ーーある日、ボロボロになった私の姿を見て、母は限界を迎え静かに涙を流した。その姿に、心は癒されなかった。けれど、母を笑顔のままにすることが、自分の唯一の価値のように思えた。そして更生を誓い、大学を卒業して事務職に就いた。

 世間一般から見れば、私は「立ち直った普通の人間」だ。けれど、どれだけ安全な椅子に座っていようとも、心底では「今、息が止まればいいのに」と毎秒のように願っている。生きることは、私にとってあまりにも苦痛な罰だった。

――そんな私に、転機をくれたのは、彼との出会いだった。

 職場で出会った彼は、私の心の底に気づくわけでもなく、ただ自然体で隣にいてくれた。
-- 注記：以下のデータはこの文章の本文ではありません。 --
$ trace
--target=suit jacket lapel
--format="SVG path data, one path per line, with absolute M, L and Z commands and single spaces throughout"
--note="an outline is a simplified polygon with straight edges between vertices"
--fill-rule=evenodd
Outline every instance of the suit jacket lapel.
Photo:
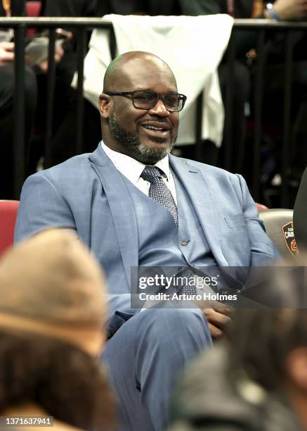
M 122 174 L 105 154 L 100 144 L 90 155 L 89 159 L 100 179 L 110 205 L 127 281 L 130 285 L 131 267 L 138 264 L 138 231 L 133 206 Z
M 185 159 L 169 156 L 171 166 L 188 193 L 218 265 L 228 266 L 221 247 L 218 214 L 209 182 Z

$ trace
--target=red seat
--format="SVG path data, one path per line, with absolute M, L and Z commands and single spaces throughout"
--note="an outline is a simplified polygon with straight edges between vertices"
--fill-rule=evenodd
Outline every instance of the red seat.
M 0 201 L 0 256 L 11 246 L 19 201 Z
M 41 1 L 26 1 L 25 8 L 27 16 L 39 16 Z

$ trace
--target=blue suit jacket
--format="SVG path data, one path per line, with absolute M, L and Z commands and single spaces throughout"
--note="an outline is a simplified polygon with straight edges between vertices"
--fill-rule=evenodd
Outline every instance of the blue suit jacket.
M 169 162 L 218 266 L 268 265 L 278 257 L 240 175 L 174 156 Z M 15 241 L 51 226 L 76 230 L 100 262 L 116 243 L 120 254 L 107 266 L 124 272 L 125 282 L 109 286 L 110 314 L 131 312 L 130 271 L 138 263 L 136 214 L 122 175 L 100 144 L 93 153 L 73 157 L 25 182 Z

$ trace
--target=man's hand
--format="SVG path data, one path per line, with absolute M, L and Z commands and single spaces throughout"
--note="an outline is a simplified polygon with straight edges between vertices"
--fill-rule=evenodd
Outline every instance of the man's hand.
M 209 329 L 213 339 L 224 335 L 226 325 L 230 321 L 229 317 L 232 309 L 229 308 L 203 308 L 202 311 L 208 320 Z
M 0 42 L 0 65 L 13 61 L 14 49 L 14 42 Z
M 276 0 L 273 7 L 282 21 L 307 17 L 306 0 Z

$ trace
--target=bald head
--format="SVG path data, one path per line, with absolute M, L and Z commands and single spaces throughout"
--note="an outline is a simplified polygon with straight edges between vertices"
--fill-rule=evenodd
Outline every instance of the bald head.
M 105 294 L 100 266 L 77 235 L 48 230 L 0 261 L 0 327 L 59 337 L 63 330 L 102 332 Z M 72 341 L 80 337 L 71 335 Z
M 103 80 L 103 92 L 116 91 L 119 83 L 144 68 L 150 69 L 152 73 L 155 69 L 167 71 L 176 83 L 171 69 L 162 58 L 149 52 L 131 51 L 118 56 L 110 63 Z

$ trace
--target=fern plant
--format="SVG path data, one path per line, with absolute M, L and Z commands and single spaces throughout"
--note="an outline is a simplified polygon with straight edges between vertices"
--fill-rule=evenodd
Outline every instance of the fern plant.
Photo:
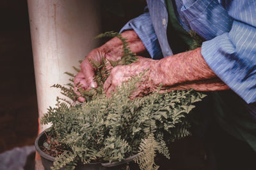
M 129 64 L 136 60 L 120 34 L 111 32 L 98 37 L 106 36 L 116 36 L 124 44 L 124 56 L 115 64 Z M 121 161 L 139 153 L 135 161 L 141 169 L 157 169 L 156 153 L 170 159 L 167 143 L 190 134 L 186 115 L 195 107 L 193 103 L 205 95 L 193 90 L 161 94 L 155 92 L 131 100 L 129 97 L 136 91 L 136 85 L 145 71 L 123 83 L 108 98 L 102 87 L 109 73 L 107 62 L 103 59 L 101 64 L 93 60 L 91 63 L 97 71 L 95 80 L 99 87 L 88 91 L 79 89 L 86 99 L 83 103 L 76 103 L 78 96 L 72 84 L 67 87 L 53 85 L 72 102 L 57 97 L 56 106 L 50 107 L 41 119 L 42 124 L 51 124 L 47 134 L 53 140 L 68 148 L 56 157 L 52 169 L 66 166 L 74 169 L 79 162 Z

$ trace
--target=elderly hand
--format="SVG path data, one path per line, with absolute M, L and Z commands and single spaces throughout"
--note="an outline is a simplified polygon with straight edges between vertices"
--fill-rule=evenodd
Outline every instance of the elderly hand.
M 139 57 L 139 60 L 128 66 L 113 69 L 104 83 L 107 96 L 115 92 L 116 86 L 143 70 L 148 69 L 138 84 L 134 97 L 156 91 L 161 84 L 160 92 L 193 89 L 198 91 L 229 89 L 206 64 L 201 48 L 166 57 L 159 60 Z
M 138 57 L 138 60 L 127 66 L 118 66 L 114 67 L 108 78 L 106 81 L 104 89 L 108 97 L 111 92 L 115 92 L 117 86 L 121 85 L 122 82 L 127 81 L 131 78 L 148 70 L 142 76 L 141 81 L 137 84 L 138 89 L 133 94 L 132 97 L 143 96 L 157 89 L 157 82 L 162 81 L 161 77 L 157 74 L 156 69 L 157 60 Z
M 127 39 L 127 41 L 129 43 L 130 49 L 134 53 L 141 53 L 145 50 L 145 48 L 134 31 L 127 31 L 122 33 L 122 36 Z M 122 41 L 118 38 L 114 38 L 108 41 L 102 46 L 92 50 L 88 55 L 84 59 L 81 64 L 81 71 L 74 78 L 74 91 L 80 96 L 77 91 L 78 85 L 84 90 L 90 89 L 97 87 L 96 82 L 93 81 L 94 69 L 90 63 L 90 60 L 95 60 L 100 63 L 102 62 L 102 59 L 105 58 L 108 60 L 113 61 L 118 60 L 123 55 L 123 44 Z M 108 64 L 111 66 L 110 64 Z M 109 66 L 107 69 L 112 69 L 111 66 Z M 83 102 L 84 99 L 79 97 L 79 101 Z

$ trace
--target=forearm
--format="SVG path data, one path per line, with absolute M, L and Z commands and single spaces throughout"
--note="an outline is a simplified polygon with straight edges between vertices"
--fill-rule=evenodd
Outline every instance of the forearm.
M 156 63 L 156 69 L 158 75 L 155 83 L 162 83 L 163 90 L 212 91 L 229 89 L 208 66 L 200 48 L 163 59 Z

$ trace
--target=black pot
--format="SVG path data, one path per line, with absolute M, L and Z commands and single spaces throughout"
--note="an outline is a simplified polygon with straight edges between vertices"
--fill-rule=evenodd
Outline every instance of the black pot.
M 54 157 L 44 153 L 40 148 L 43 146 L 44 141 L 46 139 L 45 131 L 42 132 L 36 139 L 35 145 L 37 152 L 41 157 L 42 163 L 45 170 L 51 170 L 51 167 L 53 166 Z M 129 157 L 121 162 L 113 162 L 111 163 L 89 163 L 83 164 L 78 163 L 76 170 L 119 170 L 119 169 L 140 169 L 138 166 L 132 161 L 138 157 L 138 154 Z M 60 169 L 65 169 L 65 167 Z

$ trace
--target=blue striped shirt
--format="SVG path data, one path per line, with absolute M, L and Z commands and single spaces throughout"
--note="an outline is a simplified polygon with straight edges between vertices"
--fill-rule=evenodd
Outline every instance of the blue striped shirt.
M 121 32 L 134 29 L 152 58 L 159 59 L 173 54 L 166 36 L 168 11 L 164 0 L 147 1 L 145 13 Z M 207 64 L 247 103 L 256 103 L 255 1 L 175 1 L 180 25 L 205 39 L 202 54 Z

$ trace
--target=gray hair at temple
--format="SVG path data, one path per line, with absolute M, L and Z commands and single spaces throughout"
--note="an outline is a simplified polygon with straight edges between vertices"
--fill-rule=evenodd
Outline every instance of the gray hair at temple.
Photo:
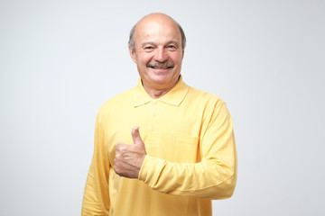
M 184 31 L 182 30 L 181 26 L 179 23 L 177 23 L 176 21 L 174 21 L 174 22 L 176 22 L 176 24 L 180 28 L 181 36 L 181 49 L 184 50 L 185 47 L 186 47 L 186 37 L 185 37 Z M 136 24 L 135 24 L 135 26 L 131 29 L 129 41 L 128 41 L 129 49 L 131 50 L 133 50 L 133 51 L 135 51 L 135 32 Z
くだらない冗談を言い合い、少しずつ心を通わせていくうちに、私の硬直していた世界に微かな温度が灯るのを感じた。


(この人となら、未来を見たいのかもしれない...ただ、それでも――)


 ある日の仕事帰り、居酒屋のカウンターで、私はうつむいたままぽつりと零した。


「ねえ...私、ずっと、死ねたらいいのにって思っちゃうんだよね。消えたいの、ずっと」


 彼は驚いた顔をした。当然だ。普通の人間が突然そんなことを言えば逃げ出すか、変な気を遣うかのどちらかだ。けれど彼は、私の手をそっと包み込むように握りしめ、目を少しうるませながら優しくこう言ったのだ。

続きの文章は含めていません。